Jodral se retourna et indiqua une énorme lueur orange, mouvante, vers le sud, juste au-dessus des collines qui longeaient la côte entre les forces cynesganes et la mer.
Le général Piras lâcha un juron. C’était la troisième fois de la semaine que ses éclaireurs lui annonçaient le franchissement de la basse Sarna ou de la Verel, mais il n’avait pas encore vu la queue d’un ennemi. En d’autres circonstances il se serait contenté de faire fouetter ses éclaireurs, ou pire, mais cette fois… Les forces qui assaillaient la côte sud étaient composées de chevaliers de l’Église de Chyrellos – des sorciers pour tout homme normal – qui étaient capables de disparaître et de reparaître à plusieurs lieues sur l’arrière. Il convoqua son adjudant sans cesser de jurer.

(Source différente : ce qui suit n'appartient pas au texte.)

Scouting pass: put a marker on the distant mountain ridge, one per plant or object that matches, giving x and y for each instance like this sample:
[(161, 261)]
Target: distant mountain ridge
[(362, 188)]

— Sallat ! cracha-t-il. Réveille les hommes et dis-leur de se préparer ! Si ces maudits chevaliers traversent la Sarna ici, nous devrons donner l’assaut avant qu’ils n’aient pris pied de ce côté du fleuve.
— Ce n’est qu’une ruse, mon général, répondit l’adjudant en regardant son capitaine avec mépris. Chaque fois que ces imbéciles voient trois pêcheurs dans un bateau, on nous annonce la traversée du fleuve.
— Je sais, Sallat. Mais que veux-tu ? Si je laisse passer les chevaliers, le roi Jaluah me fera couper la tête, répondit Piras en écartant les mains dans une attitude fataliste. Sonne la charge, Sallat. Peut-être, cette fois, trouverons-nous un véritable ennemi en arrivant au fleuve.
Zalasta raccompagna les deux prisonnières à leur petite cellule – d’une propreté irréprochable, maintenant – après une de ces entrevues silencieuses, atroces, avec Klæl, le Dieu aux ailes de chauve-souris. Aleanne tremblait comme une feuille. Ehlana se sentait vidée de toute émotion. Il y avait une séduction perverse dans le coup de sonde étrangement doux de cet esprit infini, et chaque fois Ehlana se sentait violée, salie.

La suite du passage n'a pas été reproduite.